Lincoln had taken this narrow, cautious position because he wanted to keep Northern conservatives and a few pro-slavery border-states in his camp, but while his lawyer's approach made sense politically, it did not provide much chest-thumping inspiration for the men asked to fight the war. Julia Ward Howe's framing of the war within her newly composed hymn, however, gave the fighting a godly and ethereal spark. By attaching a new set of lyrics to a familiar tune, she transformed the cause and gave it holy, cosmic importance.

Many historians have described the Civil War as the first modern war: massive armies supported by fully mobilized civilian populations, conscripted soldiers funded by centralized banking schemes, modern weapons inflicting "modern" casualty rates, and lessons in the supply, organization, and movement of people that would be applied to the industries of America's modern economy.

Moreover, the war is alleged to have led to the termination of an old, barbaric institution and the adoption of a "modern" national goal—"a new birth of freedom" and more modern commitment to equality.

This all may be true, but "Battle Hymn of the Republic" reminds us that for many this was a very old school conflict. Like, real old school. As ancient as the Old Testament and as foreign to modern sensibilities as pharaohs and evil serpents.

Many Christian soldiers believed that this was a war that would not so much advance history as move it toward its inevitable conclusion. It was not a war to maintain the modern state and economy but rather to realize God's kingdom on earth.

Old Testament Prophet or Modern Woman?

And what about Julia Ward Howe? Does this song tell us that she was an "old school" thinker? A woman more comfortable with the ancient ideas of the Old Testament?

It's an good question. On the one hand, she was raised a Calvinist. and apparently she retained enough of its old-school teachings to write the apocalyptic lyrics of her "Battle Hymn." But during her twenties, she adopted the modern, liberal teachings of Unitarianism.

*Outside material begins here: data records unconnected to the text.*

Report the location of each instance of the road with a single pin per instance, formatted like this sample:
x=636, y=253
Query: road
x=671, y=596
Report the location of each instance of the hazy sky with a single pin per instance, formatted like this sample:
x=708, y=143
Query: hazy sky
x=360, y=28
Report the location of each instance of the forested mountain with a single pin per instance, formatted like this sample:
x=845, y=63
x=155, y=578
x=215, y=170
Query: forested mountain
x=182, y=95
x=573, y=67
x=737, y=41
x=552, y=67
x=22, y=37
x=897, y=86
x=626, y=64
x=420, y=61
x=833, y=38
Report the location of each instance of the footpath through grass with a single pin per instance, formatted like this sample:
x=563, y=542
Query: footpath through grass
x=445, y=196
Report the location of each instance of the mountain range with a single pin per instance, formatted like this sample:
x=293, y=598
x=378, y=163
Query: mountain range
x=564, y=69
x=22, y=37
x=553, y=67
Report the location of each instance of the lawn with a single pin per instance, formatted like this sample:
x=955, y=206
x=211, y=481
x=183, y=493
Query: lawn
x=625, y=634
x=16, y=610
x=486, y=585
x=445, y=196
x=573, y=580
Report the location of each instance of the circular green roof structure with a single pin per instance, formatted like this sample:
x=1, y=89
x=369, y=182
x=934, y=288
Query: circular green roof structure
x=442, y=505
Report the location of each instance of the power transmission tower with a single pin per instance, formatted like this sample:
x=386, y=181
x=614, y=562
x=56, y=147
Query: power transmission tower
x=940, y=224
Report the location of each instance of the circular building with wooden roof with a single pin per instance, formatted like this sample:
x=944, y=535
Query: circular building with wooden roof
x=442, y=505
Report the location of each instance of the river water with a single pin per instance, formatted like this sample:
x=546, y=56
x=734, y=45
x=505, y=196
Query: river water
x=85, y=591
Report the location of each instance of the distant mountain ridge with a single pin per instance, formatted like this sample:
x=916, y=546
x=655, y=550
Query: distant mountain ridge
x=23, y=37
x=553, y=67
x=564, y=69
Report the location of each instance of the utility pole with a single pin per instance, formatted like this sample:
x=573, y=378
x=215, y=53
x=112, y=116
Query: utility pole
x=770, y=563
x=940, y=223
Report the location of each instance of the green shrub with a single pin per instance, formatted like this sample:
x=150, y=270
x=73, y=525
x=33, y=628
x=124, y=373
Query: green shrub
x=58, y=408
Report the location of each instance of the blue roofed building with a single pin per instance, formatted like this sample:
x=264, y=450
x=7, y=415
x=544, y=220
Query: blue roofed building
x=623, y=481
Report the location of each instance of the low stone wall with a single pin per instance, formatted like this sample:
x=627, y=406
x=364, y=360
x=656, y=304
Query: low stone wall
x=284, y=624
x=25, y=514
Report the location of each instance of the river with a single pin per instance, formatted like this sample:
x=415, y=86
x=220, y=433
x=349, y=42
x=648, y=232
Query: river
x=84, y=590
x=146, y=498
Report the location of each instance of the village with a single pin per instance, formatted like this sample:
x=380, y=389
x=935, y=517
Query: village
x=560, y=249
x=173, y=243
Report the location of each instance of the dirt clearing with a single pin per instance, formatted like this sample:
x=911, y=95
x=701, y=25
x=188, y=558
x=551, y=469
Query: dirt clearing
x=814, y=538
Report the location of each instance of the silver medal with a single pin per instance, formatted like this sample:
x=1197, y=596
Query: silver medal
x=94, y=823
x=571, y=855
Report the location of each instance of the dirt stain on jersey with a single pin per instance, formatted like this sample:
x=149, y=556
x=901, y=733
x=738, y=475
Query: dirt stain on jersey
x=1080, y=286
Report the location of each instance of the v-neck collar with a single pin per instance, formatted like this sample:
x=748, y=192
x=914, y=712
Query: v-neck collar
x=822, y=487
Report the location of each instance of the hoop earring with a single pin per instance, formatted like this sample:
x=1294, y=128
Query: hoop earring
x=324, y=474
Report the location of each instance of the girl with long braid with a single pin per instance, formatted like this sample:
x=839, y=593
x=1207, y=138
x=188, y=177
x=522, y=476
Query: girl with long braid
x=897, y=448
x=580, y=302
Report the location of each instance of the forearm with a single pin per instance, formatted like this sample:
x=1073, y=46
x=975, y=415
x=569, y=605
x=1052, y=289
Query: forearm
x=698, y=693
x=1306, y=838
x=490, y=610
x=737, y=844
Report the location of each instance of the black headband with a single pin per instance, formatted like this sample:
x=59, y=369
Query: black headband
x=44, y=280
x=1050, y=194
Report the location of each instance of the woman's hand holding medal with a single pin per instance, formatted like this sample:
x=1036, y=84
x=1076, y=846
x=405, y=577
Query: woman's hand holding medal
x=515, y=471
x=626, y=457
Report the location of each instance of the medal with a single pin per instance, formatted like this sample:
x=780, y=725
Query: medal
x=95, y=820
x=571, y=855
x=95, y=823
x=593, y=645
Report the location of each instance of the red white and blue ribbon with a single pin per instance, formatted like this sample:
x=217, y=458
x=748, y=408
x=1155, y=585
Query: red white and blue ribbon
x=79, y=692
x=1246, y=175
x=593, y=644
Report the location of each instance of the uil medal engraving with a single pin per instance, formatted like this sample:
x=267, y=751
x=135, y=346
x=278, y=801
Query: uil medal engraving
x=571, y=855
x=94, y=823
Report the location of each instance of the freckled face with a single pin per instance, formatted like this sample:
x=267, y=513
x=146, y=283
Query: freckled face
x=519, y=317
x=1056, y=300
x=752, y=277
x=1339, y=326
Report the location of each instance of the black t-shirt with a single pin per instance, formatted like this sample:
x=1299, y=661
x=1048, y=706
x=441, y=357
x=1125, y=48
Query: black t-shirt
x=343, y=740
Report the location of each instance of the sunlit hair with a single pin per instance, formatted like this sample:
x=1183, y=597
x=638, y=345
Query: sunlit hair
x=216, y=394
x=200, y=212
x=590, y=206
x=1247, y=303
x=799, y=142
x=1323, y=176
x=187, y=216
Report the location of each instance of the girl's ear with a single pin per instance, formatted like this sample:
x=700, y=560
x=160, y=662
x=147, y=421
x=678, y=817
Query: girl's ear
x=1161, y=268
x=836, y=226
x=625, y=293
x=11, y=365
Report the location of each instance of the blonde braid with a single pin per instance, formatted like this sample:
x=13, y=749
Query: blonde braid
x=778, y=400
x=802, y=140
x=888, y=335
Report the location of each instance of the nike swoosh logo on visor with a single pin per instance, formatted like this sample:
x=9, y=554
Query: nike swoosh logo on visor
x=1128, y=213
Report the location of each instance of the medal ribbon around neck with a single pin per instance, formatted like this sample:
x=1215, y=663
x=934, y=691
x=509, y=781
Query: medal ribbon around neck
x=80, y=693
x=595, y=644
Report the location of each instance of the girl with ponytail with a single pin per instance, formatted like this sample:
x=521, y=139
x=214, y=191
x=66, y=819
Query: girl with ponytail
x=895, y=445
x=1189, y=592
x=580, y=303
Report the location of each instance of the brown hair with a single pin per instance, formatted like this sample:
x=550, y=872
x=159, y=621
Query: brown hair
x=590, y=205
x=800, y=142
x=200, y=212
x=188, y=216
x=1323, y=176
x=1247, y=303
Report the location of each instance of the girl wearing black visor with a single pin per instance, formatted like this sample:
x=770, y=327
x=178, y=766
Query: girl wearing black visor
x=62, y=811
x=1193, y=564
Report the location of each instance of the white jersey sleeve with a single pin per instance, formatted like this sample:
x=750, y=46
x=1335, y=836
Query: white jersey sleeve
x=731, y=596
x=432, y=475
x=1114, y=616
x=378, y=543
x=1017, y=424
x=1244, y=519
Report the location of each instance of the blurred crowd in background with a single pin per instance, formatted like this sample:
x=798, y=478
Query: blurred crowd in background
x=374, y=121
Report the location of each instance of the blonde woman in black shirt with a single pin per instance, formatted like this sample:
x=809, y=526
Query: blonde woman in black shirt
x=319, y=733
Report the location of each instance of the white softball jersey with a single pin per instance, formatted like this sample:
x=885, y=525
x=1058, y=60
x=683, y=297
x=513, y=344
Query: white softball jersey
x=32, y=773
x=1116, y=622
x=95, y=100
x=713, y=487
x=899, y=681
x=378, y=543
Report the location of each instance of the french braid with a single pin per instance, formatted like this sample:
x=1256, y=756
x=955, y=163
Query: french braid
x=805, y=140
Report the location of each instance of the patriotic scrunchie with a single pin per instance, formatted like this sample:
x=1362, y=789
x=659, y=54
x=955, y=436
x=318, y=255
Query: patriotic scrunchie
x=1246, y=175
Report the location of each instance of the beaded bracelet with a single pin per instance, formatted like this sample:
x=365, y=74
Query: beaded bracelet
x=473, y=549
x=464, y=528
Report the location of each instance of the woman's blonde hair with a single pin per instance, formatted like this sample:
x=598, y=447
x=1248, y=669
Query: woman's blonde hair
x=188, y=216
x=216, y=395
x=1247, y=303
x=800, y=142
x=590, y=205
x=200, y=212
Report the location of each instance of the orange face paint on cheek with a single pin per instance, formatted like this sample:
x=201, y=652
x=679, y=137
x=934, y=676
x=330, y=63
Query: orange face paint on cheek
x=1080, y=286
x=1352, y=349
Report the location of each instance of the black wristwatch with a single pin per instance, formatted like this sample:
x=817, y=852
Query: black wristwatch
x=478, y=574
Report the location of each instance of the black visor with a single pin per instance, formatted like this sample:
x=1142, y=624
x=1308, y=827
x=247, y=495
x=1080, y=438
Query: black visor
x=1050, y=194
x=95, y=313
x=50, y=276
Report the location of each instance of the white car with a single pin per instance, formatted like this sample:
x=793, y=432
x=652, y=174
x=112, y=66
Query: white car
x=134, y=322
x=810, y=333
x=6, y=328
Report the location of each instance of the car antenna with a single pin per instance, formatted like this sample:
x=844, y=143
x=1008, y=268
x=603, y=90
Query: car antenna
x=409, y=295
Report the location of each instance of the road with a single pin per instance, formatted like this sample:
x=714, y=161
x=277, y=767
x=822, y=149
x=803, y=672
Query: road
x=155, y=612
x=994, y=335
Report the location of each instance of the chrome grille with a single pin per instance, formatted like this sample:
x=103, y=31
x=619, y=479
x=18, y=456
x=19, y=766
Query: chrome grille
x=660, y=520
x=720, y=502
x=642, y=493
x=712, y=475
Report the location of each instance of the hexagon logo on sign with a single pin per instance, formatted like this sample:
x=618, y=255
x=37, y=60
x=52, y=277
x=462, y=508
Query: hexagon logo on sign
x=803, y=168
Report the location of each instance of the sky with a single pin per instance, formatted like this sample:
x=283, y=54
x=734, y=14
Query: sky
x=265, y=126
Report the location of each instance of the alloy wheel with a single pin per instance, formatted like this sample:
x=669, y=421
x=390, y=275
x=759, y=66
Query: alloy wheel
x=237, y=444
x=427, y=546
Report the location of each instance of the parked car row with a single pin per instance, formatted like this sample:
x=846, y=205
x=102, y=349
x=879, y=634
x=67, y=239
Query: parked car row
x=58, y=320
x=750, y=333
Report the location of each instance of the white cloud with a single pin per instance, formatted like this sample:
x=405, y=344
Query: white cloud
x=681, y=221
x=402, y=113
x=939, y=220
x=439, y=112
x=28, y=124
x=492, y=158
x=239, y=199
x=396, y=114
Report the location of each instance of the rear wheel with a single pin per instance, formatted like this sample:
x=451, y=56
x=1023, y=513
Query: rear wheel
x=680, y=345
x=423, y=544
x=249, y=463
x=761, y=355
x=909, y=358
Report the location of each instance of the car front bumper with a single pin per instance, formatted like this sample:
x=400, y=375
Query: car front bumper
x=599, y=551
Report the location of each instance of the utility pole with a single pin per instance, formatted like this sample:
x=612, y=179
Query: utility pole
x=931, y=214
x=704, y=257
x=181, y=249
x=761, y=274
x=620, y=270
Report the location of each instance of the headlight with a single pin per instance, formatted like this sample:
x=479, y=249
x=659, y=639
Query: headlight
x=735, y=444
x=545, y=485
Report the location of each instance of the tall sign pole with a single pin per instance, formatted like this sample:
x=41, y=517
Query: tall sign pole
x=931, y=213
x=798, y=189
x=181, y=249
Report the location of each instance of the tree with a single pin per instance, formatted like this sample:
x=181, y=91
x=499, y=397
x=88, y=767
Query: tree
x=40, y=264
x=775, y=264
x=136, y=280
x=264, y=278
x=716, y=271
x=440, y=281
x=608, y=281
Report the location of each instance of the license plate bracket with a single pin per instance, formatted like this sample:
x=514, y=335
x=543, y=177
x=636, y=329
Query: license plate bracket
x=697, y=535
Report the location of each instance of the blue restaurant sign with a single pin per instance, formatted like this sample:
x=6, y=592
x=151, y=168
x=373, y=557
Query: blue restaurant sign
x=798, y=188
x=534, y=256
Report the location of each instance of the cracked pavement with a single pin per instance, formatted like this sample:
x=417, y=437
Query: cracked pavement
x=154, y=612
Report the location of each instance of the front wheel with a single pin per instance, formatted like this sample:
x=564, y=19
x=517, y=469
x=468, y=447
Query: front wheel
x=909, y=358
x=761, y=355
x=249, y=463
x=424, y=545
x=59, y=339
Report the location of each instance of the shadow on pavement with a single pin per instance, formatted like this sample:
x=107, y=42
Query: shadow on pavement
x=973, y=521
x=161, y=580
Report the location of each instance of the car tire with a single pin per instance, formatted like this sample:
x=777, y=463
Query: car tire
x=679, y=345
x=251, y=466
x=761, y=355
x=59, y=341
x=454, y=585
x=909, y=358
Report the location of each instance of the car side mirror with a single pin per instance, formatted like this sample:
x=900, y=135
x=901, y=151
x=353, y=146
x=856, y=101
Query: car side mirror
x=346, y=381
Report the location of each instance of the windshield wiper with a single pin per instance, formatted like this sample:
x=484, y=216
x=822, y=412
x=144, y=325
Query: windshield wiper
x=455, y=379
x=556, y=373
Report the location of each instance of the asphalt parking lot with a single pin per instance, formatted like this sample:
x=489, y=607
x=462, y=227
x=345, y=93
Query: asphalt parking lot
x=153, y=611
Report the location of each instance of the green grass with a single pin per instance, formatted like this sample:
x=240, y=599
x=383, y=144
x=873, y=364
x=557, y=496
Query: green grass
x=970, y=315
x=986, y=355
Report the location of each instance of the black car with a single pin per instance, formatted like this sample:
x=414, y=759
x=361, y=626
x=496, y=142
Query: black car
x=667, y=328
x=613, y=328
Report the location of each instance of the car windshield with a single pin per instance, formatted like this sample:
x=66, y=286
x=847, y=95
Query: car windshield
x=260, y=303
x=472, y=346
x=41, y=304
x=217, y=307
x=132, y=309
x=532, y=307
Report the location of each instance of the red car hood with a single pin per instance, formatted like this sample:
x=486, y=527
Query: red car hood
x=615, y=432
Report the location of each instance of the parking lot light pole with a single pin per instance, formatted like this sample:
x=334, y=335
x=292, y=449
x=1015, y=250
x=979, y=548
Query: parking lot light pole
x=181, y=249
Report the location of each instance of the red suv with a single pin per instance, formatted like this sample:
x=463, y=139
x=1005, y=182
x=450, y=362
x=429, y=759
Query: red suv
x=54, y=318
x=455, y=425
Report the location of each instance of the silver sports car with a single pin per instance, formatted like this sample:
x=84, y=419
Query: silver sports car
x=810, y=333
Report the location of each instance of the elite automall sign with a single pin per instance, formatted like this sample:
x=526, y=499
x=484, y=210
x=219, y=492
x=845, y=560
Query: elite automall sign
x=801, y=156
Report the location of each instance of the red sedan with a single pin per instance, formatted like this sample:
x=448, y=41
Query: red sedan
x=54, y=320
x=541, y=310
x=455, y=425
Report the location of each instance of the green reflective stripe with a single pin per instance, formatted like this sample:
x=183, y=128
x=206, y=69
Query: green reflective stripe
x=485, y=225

Moreover, other writings and the life she lived expressed a very modern take on the world. For example, since adolescence she had chafed against the restrictions placed on women in the 19th century. After marrying in 1843, she rejected her husband's demands that she conform to conventional standards. In fact, she challenged his authority in 1853 by publishing a "scandalous" book of poetry that spoke intimately about the relations between men and women. In addition, she insisted on engaging in a wide range of reforms, including abolition and women's rights. After the war, she took on an even larger role in the women's movement. When her husband died in 1876, she wrote "Start my new life today" (source) in her diary before launching an international career as a speaker and writer for various reforms.

In other words, Julia Ward Howe lived a very "modern life." Because of that, some have concluded that in "Battle Hymn of the Republic" she adopted the religious language she thought most likely to inspire the masses. But this is a too-easy solution to the apparent contradiction.

It might be more useful to remind ourselves that even a forward thinker like Howe was a product of the 19th century. While she might have been able to envision the future, her feet were planted in a religious and cultural foundation that went back centuries.

Therefore, she could at one moment say, "I think nothing is religion which puts one individual absolutely above others," and in the next, call down God's righteous wrath on the people of the South. She could at one moment issue a forward looking call to the women of the world —"Arise then...women of this day! Arise, all women who have hearts!" (source)—and in the next, use ancient, Old Testament examples to profess "our God is marching on."

Regardless of her background or motivations, Howe succeeded in composing a rallying cry for the North during a time of great hardship, and her words continue to inspire to this day.